The report noted housing attainability varies widely by region. Home prices and rents are rising dramatically in certain U.S. markets and stabilizing in others. “For instance, households in the Rust Belt earning 120% AMI have ample opportunity to purchase homes, while household in in the West even with above average incomes have few options,” it said. “Additionally, rents in large metro areas and western markets can easily be double or triple the cost compared to smaller, midwestern cities. Housing costs have always driven migration patterns in the U.S. and the most recent data suggests that housing cost in high growth markets like the Southeast and Intermountain West are beginning to redirect growth.”

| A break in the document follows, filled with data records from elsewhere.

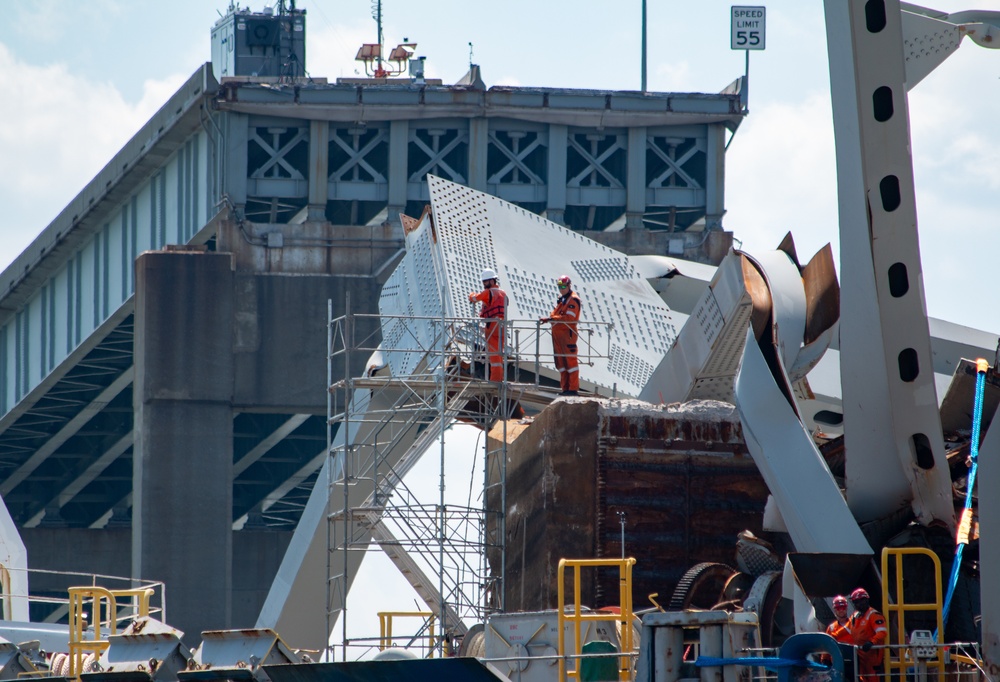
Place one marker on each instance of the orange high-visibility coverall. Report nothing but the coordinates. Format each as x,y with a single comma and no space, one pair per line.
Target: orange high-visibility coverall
564,340
840,632
869,627
494,311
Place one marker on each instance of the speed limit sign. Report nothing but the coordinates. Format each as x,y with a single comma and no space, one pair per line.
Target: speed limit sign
747,31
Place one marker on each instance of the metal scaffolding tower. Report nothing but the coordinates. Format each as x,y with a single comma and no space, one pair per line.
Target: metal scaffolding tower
384,424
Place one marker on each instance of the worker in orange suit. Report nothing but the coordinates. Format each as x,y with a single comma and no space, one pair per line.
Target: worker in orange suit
868,631
564,319
494,311
840,628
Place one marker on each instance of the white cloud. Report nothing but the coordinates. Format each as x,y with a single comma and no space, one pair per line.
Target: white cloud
68,127
781,176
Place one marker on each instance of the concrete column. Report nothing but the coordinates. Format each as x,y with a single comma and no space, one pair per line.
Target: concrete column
235,158
182,465
635,189
319,169
715,176
555,206
399,140
478,146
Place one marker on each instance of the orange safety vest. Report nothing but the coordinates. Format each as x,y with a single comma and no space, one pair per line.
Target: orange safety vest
841,633
567,310
494,303
869,627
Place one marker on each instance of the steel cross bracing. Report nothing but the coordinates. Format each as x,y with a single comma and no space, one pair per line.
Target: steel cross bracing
445,540
354,149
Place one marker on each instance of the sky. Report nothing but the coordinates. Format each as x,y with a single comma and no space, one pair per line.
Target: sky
80,78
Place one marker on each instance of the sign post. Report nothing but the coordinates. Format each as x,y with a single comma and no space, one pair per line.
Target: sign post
747,31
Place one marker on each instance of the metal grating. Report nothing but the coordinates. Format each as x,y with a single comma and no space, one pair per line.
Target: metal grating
474,230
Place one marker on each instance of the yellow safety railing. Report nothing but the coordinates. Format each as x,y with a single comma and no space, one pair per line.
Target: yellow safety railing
385,627
104,607
623,619
895,613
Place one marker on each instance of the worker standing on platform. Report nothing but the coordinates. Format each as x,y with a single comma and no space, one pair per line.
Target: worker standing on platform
840,628
564,336
868,630
494,311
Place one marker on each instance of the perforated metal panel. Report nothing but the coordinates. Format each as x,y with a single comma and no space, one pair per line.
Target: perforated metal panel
411,292
476,231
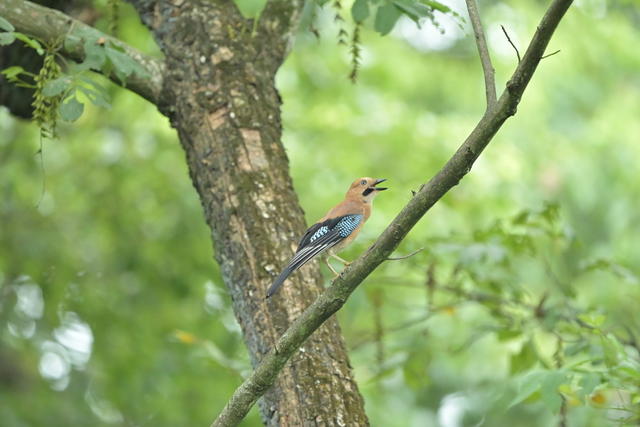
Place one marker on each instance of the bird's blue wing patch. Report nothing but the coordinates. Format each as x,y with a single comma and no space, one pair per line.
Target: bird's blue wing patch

Historically, most affordability changes have been confined to competitive coastal markets, but the trend is now spreading inland, the report said. It noted the cost to purchase a home in several northwestern markets including Jackson Hole, Wyo.; Boise, Idaho and Bozeman, Mont. rose by 50 percent from 2020-2023, the highest increase in housing cost throughout the country. “This enormous price surge–occurring just over a few years–is forcing the local low- and moderate-income populations out of their communities overnight. Once uncharacteristic for the region, the rising prices highlight the consequences of sidelining affordable housing production and underscore that no part of the country is immune to the ongoing nationwide affordability crisis.”
The report found that rent increases are more limited where housing production has increased. Austin, Texas, Nashville, Tenn. and Raleigh, N.C. are among the top 15 markets for new housing built relative to their size, and all three metros have seen the least rent growth relative to their peer markets where less development has occurred.
Finally, housing development is concentrated in the suburbs, RCLCO and ULI found. Following the 2010s–a period of strong housing activity in America’s urban cores and inner suburbs–activity has moved back to the suburban edge as builders chase more affordable land and construction types that lower the cost of production.